Anemia vs déficit de hierro, ¿Son lo mismo?

Sangre, glóbulos rojos
GETTY IMAGES/ISTOCKPHOTO / DESIGN CELLS
Publicado 13/07/2018 8:46:06CET

   MADRID, 13 Jul. (EDIZIONES) -

    Pese a la creencia popular, la anemia y el déficit de hierro no son lo mismo. En concreto, la anemia es la disminución de glóbulos rojos en sangre. Los glóbulos rojos transportan oxígeno y retiran del cuerpo el dióxido de carbono, que es un producto de desecho.

   También se presenta anemia cuando los glóbulos rojos no contienen suficiente hemoglobina. La hemoglobina es una proteína rica en hierro que le da a la sangre el color rojo. Esta proteína les permite a los glóbulos rojos transportar el oxígeno de los pulmones al resto del cuerpo.

   Así, la anemia por deficiencia de hierro o anemia ferropénica es una enfermedad común y fácil de tratar que se presenta cuando no hay suficiente hierro en el cuerpo. En concreto, las concentraciones bajas de hierro se deben por lo general a pérdida de sangre, a mala alimentación o a incapacidad de absorber suficiente hierro de los alimentos.

   "Si usted tiene anemia, su cuerpo no recibe suficiente sangre rica en oxígeno. Como resultado, usted puede sentirse cansado o débil. También puede tener otros síntomas, como falta de aliento, mareo o dolores de cabeza", advierten desde el departamento de Salud de los Estados Unidos.

   "La anemia ferropénica tiene lugar porque hay una disminución del hierro en el organismo. Se puede poner de manifiesto por pruebas analíticas además de por una serie de síntomas, pero muchas veces son propios de la anemia y comunes con otro tipo de anemias", explica a Infosalus Ana Villegas, hematóloga en el Hospital Clínico San Carlos, y presidenta del grupo de Eritropatologia de la Sociedad Española de Hematología y Hemoterapia (SEHH).

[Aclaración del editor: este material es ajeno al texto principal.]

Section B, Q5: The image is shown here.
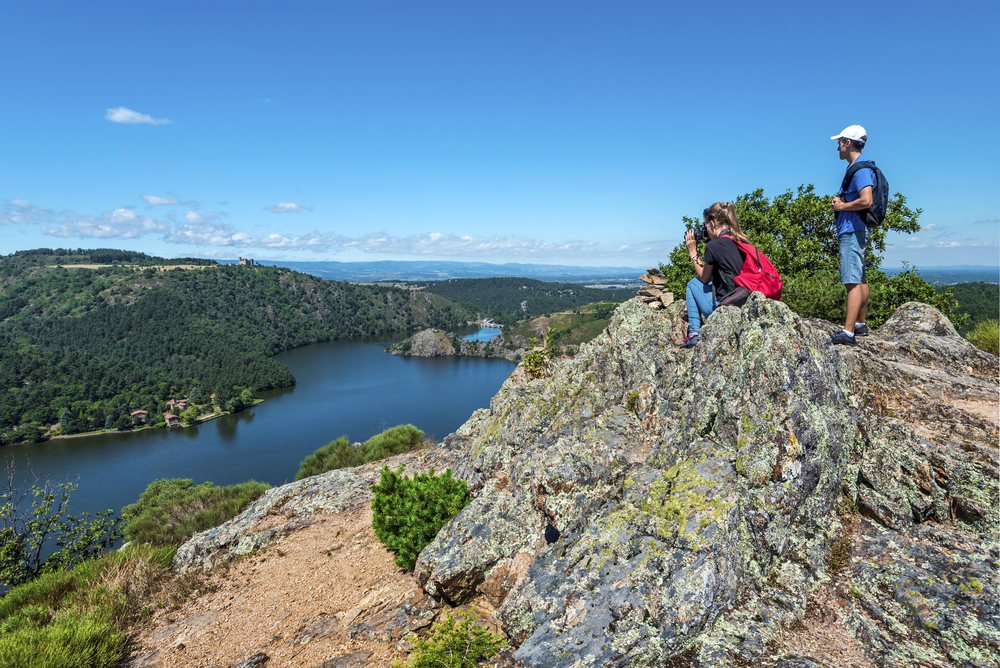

   Así, enumera los principales síntomas de la anemia ferropénica: mareos, palpitaciones, cansancio, hay alteraciones más típicas de anemia como la caída del pelo, uñas frágiles y estriadas, aparecen rágades bucales (alteraciones), puede haber también alteraciones en el esófago cuando la anemia ferropénica es muy intensa.

   En concreto, la experta puntualiza que la anemia es una enfermedad común, que afecta a muchísimas personas, en torno a un 15% de la población mundial la tiene, debido principalmente a que hay varias causas, aunque dice que la más frecuente dentro de nuestro medio es que hay un aumento de las necesidades.

   "Esto sucede por ejemplo en los lactantes, en los niños en edad preescolar, y en la mujer en la edad fértil por sus pérdidas menstruales, así como en el embarazo, sobre todo en las multíparas si no han recibido suplementos de hierro", precisa Villegas.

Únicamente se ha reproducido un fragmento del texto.